Business Analysis Terms

Using precise and accurate language is critical for business analysis. Requirements are always documented using words, whether they are presented in textual sentences, labels on diagram boxes, or verbally. Unfortunately, many terms used in business analysis are still used inconsistently and defined differently by various publications.

Below are definitions for some commonly used business analysis terms which may help you and your organization get more clarity around your business analysis work. To learn more about business analysis read Seven Steps to Mastering Business Analysis by Barbara A. Carkenord.

Term Definition/Usage
Business Case This is the justification for work to be performed. It is also referred to as business value or cost benefit analysis. A business case may be very formal and documented or may be informal and undocumented. A business analyst should always be assessing the business case or business value of his or her work and alerting his or her manager if the work will not bring enough business value to the organization.

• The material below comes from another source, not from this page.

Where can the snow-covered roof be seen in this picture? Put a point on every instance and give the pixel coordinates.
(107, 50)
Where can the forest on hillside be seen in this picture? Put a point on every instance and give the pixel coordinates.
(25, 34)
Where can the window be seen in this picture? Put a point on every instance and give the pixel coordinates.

Business requirements These are description of business goals, objectives, processes, information, rules, and parties. They are written in business language. They are often AS-IS, or current state representations because the business needs continue regardless of the solution used to accomplish them.

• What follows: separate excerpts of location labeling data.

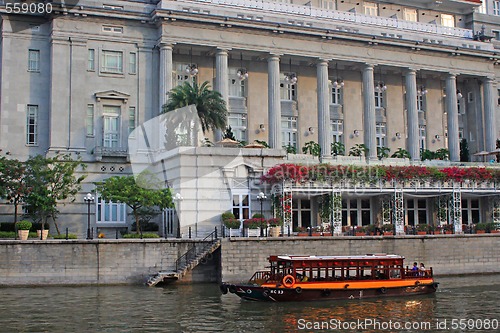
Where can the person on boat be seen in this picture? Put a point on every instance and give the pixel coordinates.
(422, 269)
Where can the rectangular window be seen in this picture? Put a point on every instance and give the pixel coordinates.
(238, 123)
(410, 15)
(90, 120)
(447, 20)
(287, 90)
(111, 135)
(422, 134)
(32, 125)
(132, 63)
(379, 99)
(181, 74)
(328, 4)
(336, 95)
(112, 29)
(112, 62)
(110, 212)
(371, 8)
(380, 134)
(91, 60)
(34, 60)
(420, 103)
(131, 119)
(289, 131)
(336, 129)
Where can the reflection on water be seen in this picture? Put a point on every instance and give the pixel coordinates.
(201, 308)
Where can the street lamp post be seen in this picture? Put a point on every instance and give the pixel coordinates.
(89, 198)
(178, 198)
(261, 197)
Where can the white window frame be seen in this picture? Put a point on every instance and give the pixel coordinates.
(337, 130)
(289, 132)
(288, 91)
(381, 134)
(422, 136)
(328, 4)
(33, 60)
(132, 63)
(415, 211)
(111, 209)
(410, 14)
(180, 75)
(112, 29)
(108, 55)
(238, 123)
(90, 120)
(448, 20)
(240, 209)
(32, 125)
(111, 138)
(379, 99)
(496, 8)
(370, 8)
(132, 120)
(91, 60)
(335, 95)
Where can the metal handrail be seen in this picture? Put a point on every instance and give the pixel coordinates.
(192, 253)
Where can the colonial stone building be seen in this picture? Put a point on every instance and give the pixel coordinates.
(396, 74)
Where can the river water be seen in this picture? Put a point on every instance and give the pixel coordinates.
(463, 304)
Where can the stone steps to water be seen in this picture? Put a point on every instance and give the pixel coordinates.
(200, 257)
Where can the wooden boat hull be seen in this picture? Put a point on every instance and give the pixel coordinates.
(260, 293)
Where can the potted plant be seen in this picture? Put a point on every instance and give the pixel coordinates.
(388, 229)
(275, 226)
(23, 229)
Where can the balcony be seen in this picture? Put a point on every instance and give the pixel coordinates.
(101, 151)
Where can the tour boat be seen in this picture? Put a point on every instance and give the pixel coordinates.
(314, 278)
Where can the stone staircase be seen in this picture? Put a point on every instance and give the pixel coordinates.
(188, 261)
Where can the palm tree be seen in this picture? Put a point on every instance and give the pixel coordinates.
(210, 105)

Core requirements components People, information, processes, and business rules are the core requirements components.
Product A thing created to solve a business problem or address an opportunity. A product is usually designed and created by a project. The product may be a unique, one-of-a-kind item created for a particular customer or use. A product may also be a mass produced item for sale to external customers.
Product scope The characteristics of the product including size, shape, features, usage, technology involved, etc.

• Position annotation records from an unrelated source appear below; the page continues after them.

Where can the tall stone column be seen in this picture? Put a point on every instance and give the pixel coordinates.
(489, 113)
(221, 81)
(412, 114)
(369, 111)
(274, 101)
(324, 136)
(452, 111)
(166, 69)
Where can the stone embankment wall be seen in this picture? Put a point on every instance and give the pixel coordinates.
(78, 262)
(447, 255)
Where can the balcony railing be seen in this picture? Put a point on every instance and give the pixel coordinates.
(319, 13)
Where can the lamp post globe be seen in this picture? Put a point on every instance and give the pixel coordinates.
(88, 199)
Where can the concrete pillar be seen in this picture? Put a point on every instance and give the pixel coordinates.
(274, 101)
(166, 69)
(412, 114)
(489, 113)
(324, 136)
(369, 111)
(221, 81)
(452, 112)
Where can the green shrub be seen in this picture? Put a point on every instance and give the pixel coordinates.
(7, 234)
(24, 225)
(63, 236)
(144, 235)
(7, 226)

Project scope Things needed for the project to be successful. Ideally if the project is going to result in a project or solution, the product scope or solution scope should be clearly defined before project planning. The project scope includes the resources needed to create the desired result.
Requirement Something wanted or needed by a stakeholder to meet a current or future objective. Anything important enough to discuss, analyze, document and/or validate (Seven Steps to Mastering Business Analysis, 2008). Requirements which are raw or unrefined are also known as requests. Features, functions, capabilities are all other words for requirements.
Solution Anything which will solve a business problem or address an opportunity. A solution can include software, hardware, equipment, process changes, personnel changes, organization changes, outsourcing, or any combination of the above.
Solution requirements These are descriptions of how a new solution should work. They describe how the user would interact with the solution and how the solution will interface or integrate with other solutions in the organization.
Stakeholder requirements These are requests from individual stakeholders. In agile approaches these make up the product backlog. They are unrefined, unanalyzed needs which may not yet be prioritized or approved for development. There are TO-BE or future state requirements.
Technical requirements or system requirements These are specifications which describe how the solution will be built. These requirements are not usually the responsibility of a business analyst.